The Saint turned and moved almost casually out of his corner to meet the slowly approaching Angel. Bilinski shuffled forward, peering between forearms lifted before him, his body almost doubled over so that his elbows guarded his belly while his gloves shielded his face. No legally vulnerable square inch of his body was unprotected. He came forward steadily, inch by inch, making no attempt to lead or feint, merely coming forward with the massive low-gear irresistibility of a large tank, peering intently, cautiously — almost fearfully, Simon thought — between the bulging barriers of his ham-sized arms.

The Saint moved around him in a leisurely half-circle, every muscle, every nerve completely at ease, relaxed, and coordinated. He was oblivious of the crowd now, studying his problem with almost academic detachment, the latent lightning in his fists perfectly controlled. He couldn’t help feeling the same guarded wonder that he knew Torpedo Smith, and for that matter all of the Angel’s opponents, must have felt at the apparent impotence of the Angel’s attack right up to the moment of the blow that sent them on the way to oblivion. He thought to himself, “Nothing happens the first round... nothing ever happens the first round...” The crux of his problem, he felt sure was what the Angel did to open his victims for the inevitable knockout later on...

Bilinski, apparently growing tired of following Simon round the ring, stopped in the centre and remained there, crouched, merely revolving to follow the Saint’s lackadaisical circumvolutions about him.

The cash customers began to shake the stadium with the drumming of their stamping feet in the familiar demand for action. A demand, Simon thought, which was no more than fair... He stepped in, threw a left that cracked like a whiplash against the Angel’s fleshy forearms, and crossed with a downward-driving right that strove to crash past into the massive belly beyond. But the Angel instinctively brought his arms closer together so that the Saint’s gloved fist thudded into their bone-centred barrier.

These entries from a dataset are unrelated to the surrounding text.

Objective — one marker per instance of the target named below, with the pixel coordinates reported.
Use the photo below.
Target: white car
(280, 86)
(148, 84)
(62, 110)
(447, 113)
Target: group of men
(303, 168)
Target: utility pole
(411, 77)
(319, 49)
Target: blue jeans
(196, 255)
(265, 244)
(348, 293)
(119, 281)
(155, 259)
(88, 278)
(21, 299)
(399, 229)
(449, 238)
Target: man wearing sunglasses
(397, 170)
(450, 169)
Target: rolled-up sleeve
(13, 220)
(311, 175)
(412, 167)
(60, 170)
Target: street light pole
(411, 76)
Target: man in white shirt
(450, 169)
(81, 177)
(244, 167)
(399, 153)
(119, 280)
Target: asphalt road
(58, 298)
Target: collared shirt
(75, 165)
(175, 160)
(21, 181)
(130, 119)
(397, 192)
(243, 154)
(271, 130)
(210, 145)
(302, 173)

Bilinski, visibly startled by the numbing shock of the blow, even though he did catch it on his guard, flung his arms about the Saint in an octopus-like clutch, sagging slightly in order to let his overwhelming weight smother his opponent’s efforts to strike again; but Simon, familiar with the old strength-sapping trick, merely relaxed with him and waited for the referee to come between them.

From her seat at the ringside Patricia Holm, her blonde hair wild with excitement, her hands gripping the arms of her chair, pleaded with tense anxiety, “Watch him, Simon, watch him! Be careful!”

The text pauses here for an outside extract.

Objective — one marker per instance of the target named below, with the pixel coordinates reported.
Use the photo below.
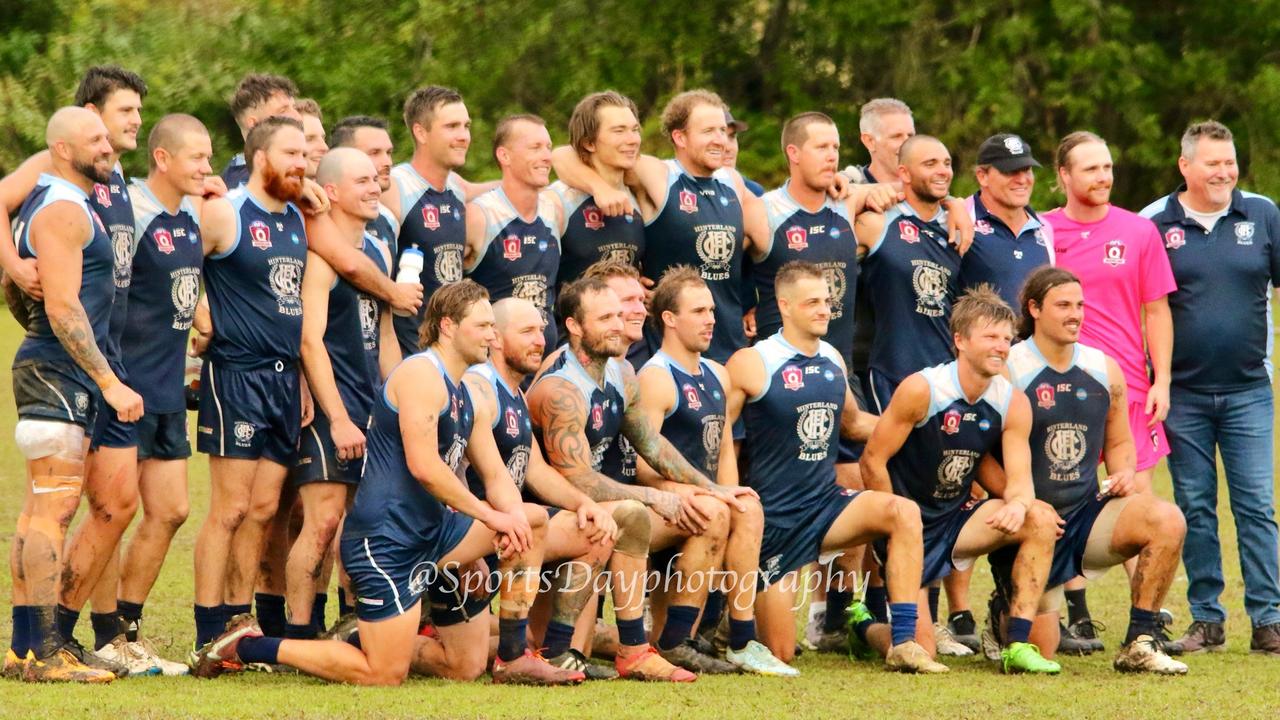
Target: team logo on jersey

“He’d better watch while he can,” Inspector Fernack gibed sardonically. He leaned back in his seat beside her and yelled, “All right, you Angel, shake him loose and let him have it! Give him one for me!”

The referee was still battling to break the Angel’s drowning-man grip when the bell ended the round.

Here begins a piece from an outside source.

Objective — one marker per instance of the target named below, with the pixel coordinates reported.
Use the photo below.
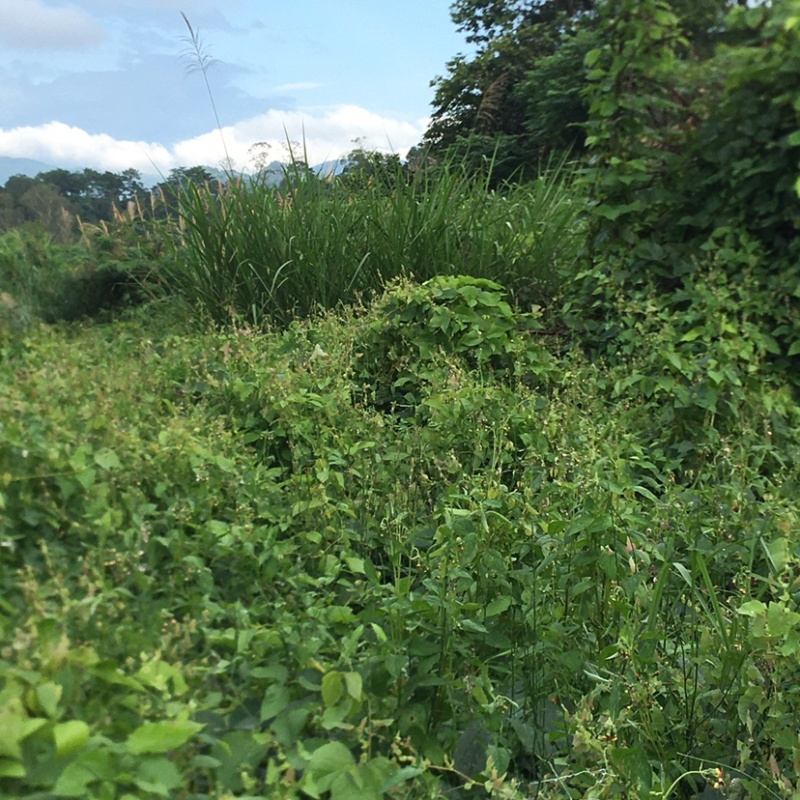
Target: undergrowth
(406, 549)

As he walked to his corner the Saint noticed that there were no boos from the crowd over the inaction of that opening round. There was merely a more intense current of anticipatory excitement, as though everyone felt that they were about to witness a phenomenon of nature which, while it might be delayed somewhat, would take place as ineluctably as a predicted eclipse of the sun...

The betting, Simon knew, was not on whether or not he’d be knocked out, but rather precisely when and how that cataclysmic event would occur.